Here, the plaintiff's affidavit of service constituted prima facie proof of proper service pursuant to CPLR 308(2) upon the defendant (see Citibank, N.A. v. Balsamo, 144 AD3d at 964). The process server averred, inter alia, that on May 23, 2015, at 7:38 p.m., he delivered the process papers at the defendant's residence to “Jane Doe,” who was identified as a “co-tenant,” a person of suitable age and discretion, and whose appearance was described as female, brown skin, black hair, aged 17 to 21 years old, 100 to 130 pounds, and 5′4″ to 5′8″ in height.
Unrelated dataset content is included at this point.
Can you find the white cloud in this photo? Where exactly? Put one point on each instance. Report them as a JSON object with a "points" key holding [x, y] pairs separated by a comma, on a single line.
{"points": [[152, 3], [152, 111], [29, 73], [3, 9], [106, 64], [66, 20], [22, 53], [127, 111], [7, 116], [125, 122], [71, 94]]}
The defendant rebutted the process server's affidavit through his specific averments that, at the time of the purported service, he did not reside with anyone with the above description. The defendant averred that he lived with his 91–year–old grandmother and his 28–year–old sister. The defendant's description of his sister differed materially from the description of the unidentified woman identified by the process server in that his sister had red hair, was 28 years old, and weighed “well in excess of 130 lbs” at the time of the purported service (see Frankel v. Schilling, 149 A.D.2d at 659). Moreover, the defendant averred that his sister was temporarily residing with his parents at a different address because she had recently given birth. Under these circumstances, the Supreme Court should have conducted a hearing to determine whether the defendant was properly served pursuant to CPLR 308(2).

Accordingly, we remit the matter to the Supreme Court, Queens County, for a hearing on the issue of whether the defendant was properly served with process in accordance with CPLR 308(2), and a new determination thereafter of the defendant's motion to dismiss the complaint pursuant to CPLR 3211(a)(8) and CPLR 306–b.